It could well be that Dubois will soon be ranked high among the sport’s punching powerhouses – and world champion within two years.
As one of 11 kids are there any more at him?? Oh yes there are. Indeed, the name Dubois could be on everyone’s lips for another reason, too this time next year. For Daniel’s 18-year-old little sister Caroline is a brilliant boxer too. “I am tempted to say she is the best I female fighter I‘ve ever seen” says to the eminently knowledgeable BBC commentator Mike Costello.
And BBC and BT’s ace analyst Steve Bunce, whose judgement is also much respected reckons: ”She might just be the best female boxer you’ve seen but there is a case that at just 18 years of age she might just be the best female athlete in the world, in any sport. “
Currently the Youth Olympic champion, world youth lightweight champion, and three times European junior champion, and unbeaten in 35 contests, long-armed, languid southpaw Caroline is well on course for Olympic gold in Tokyo next year – if selected as she has yet to box as a senior. She surely is a must for Team GB as she is clearly is the best British female boxer since Nicola Adams.

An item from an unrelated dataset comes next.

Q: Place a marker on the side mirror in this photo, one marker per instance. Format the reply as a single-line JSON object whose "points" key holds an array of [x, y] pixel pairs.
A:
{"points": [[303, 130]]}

Sweet Caroline has certainly come a long way since pretending to be a nine-year-old boy called Colin just to workout at a boxing club as a child. “She is a much more natural fighter than me,” says her big brother while Peacock Gym coach Martin Bowers reckons she is one of the best fighters he has ever seen – “and that’s not female fighters, just fighters.”
THESE ARE SAD for we scribblers – and boxing. Recently we have lost two of what used to be Fleet Street’s finest sports journalists; the eloquent Welshman Ken Jones, an ex-footballer turned brilliant wordsmith who wrote with such passion and clarity first for the Daily Mirror and latterly as a columnist for the Independent on football, boxing and Olympics and another erudite and gifted sportswriter Neil Allen, who opined on boxing and athletics initially for The Times and subsequently the London Evening Standard. Both passed away after long illnesses, Ken aged 87 and Neil 86. Neil’s funeral is next Thursday at West Norwood Crematorium (11.45am) and Ken’s at Beckenham Crematorium on Tuesday 22 October (11.45am). Their presence both in print and press boxes is sorely missed.
OK, SO I got it wrong when I predicted that Josh Warrington would be named Britain’s fighter of the year at the British Boxing Board of Control annual awards dinner last week. It appears he lost out on a split decision to Callum Smith. Many, including myself believe he should’ve won but that disappointment he can be mollified as his contest with Carl Frampton was justly named fight of the year. That was some scrap and fans can expect similar edge-of-seat action when Josh he makes the third defence of his IBF world featherweight title against the Frenchman Sofiane Takoucht at hometown Leeds First Arena, screened live by BT on Saturday week.
The supporting bill proves my point about the abundance pf young talent, with another fistful of Queensberry’s wannabes on show.